I recently asked this question: Show that $y^2=x^3+1$ has infinitely many solutions over $\mathbb Z_p$. and now I'm trying to make sense of the first answer that was posted. It said that I should show $\sum_{n\geq 0}{{1/2}\choose{n}} x^{3n}$ converges, when $p|x$.

Now because the metric on $\mathbb Z_p$ is non-Archimedian, it is sufficient to show that ${1/2\choose n}x^{3n}\to0$, as $n\to \infty$. This is equivalent to saying that its norm should tend to $0$. So I wrote: $$\left\vert{1/2\choose n}x^{3n}\right\vert=\left\vert{1/2\choose n}\right\vert\left\vert x^{3n}\right\vert=p^{-\nu{1/2\choose n}}\cdot p^{-\nu(x^{3n})}.$$ Now I get that $p^{-\nu(x^{3n})}\to 0$ if and only if $p|x$. I however don't know what to make of $1/2\choose n$.

I know that we have this definition: ${k\choose n}=\frac{k(k-1)\cdots (k-n+1)}{n!}$ and that $\frac12$ makes sense in $\mathbb Z_p$, because $p\not\mid2$ (at least for odd $p$). However I don't see why $1/2\choose n$ is well defined, since division is not always possible in $\mathbb Z_p$.

Also, how can I interpret $1/2\choose n$ in a way, such that I can comprehend $\nu{1/2\choose n}$?

Answer 1

Here’s another approach, which I find helpful for showing that for $p\ne2$, $\binom{1/2}n\in\Bbb Z_p$. We have the binomial functions $$ \binom tn=\frac{t(t-1)(t-2)\cdots(t-n+1)}{n!}\in\Bbb Q[t]\,. $$ No question, then, that $\binom{1/2}n$ is a rational, and therefore a $p$-adic number no matter what $n$ is. Let’s see why it’s a $p$-adic integer when $p\ne2$.
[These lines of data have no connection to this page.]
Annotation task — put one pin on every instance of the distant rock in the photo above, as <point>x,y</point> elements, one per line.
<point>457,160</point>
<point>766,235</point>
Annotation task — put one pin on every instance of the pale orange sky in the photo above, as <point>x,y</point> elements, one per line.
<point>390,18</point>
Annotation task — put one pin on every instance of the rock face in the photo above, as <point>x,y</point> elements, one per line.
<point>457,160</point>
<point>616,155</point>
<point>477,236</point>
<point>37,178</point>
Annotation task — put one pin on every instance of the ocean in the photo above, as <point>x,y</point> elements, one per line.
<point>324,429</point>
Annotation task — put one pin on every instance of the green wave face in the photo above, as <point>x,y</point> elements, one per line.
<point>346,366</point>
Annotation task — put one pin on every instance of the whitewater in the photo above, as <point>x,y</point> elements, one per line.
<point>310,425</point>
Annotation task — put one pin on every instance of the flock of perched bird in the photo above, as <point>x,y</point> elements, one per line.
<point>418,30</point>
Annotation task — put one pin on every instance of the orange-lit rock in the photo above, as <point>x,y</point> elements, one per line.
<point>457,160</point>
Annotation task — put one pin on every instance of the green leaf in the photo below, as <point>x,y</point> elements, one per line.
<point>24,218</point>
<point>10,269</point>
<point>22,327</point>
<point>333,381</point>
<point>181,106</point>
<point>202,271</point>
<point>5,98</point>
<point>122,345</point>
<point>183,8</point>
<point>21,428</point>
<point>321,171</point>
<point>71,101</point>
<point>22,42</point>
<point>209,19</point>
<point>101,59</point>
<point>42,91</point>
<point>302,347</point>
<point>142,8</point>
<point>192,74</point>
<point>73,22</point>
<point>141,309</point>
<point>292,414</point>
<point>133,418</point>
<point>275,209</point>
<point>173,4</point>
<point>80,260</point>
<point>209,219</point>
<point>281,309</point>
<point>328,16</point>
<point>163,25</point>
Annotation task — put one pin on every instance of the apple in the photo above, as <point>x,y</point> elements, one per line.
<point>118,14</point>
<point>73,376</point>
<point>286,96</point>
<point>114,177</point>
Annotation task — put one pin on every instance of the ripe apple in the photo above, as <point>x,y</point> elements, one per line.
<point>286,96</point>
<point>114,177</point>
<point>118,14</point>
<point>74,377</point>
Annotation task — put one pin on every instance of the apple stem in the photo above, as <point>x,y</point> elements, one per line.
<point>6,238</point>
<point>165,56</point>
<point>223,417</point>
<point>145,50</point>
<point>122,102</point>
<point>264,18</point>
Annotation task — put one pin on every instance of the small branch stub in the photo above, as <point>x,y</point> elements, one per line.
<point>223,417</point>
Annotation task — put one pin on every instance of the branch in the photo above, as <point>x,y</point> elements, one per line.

For such primes, $1/2$ is a $p$-adic integer, and so is the limit of positive integers. Let $\{m_i\}$ then be a sequence of positive integers with $1/2$ as limit, and look at the $\Bbb Z$-integers $\binom{m_i}n$, which by continuity of the function $\binom tn$, have limit $\binom{1/2}n$. So, since $\binom{1/2}n$ is a limit of $\Bbb Z$-integers, it too is a $p$-adic integer.

Notice that I used no special property of the number $1/2$ beyond its membership in $\Bbb Z_p$. The same proof shows that for a $p$-adic integer $a$, the expression $(1+z)^a$ makes sense for all $p$-adic quantities $z$ for which $|z|<1$.

Answer 2

${1/2 \choose n}$ is perfectly well-defined as an element of the $p$-adic rationals

$$\mathbb{Q}_p = \text{Frac}(\mathbb{Z}_p) = \mathbb{Z}_p \left[ \frac{1}{p} \right]$$

even when $p = 2$; the $p$-adic rationals are a field of characteristic zero, and in any such field $x \mapsto {x \choose n}$ is well-defined. A $p$-adic rational has a $p$-adic valuation lying in $\mathbb{Z}$.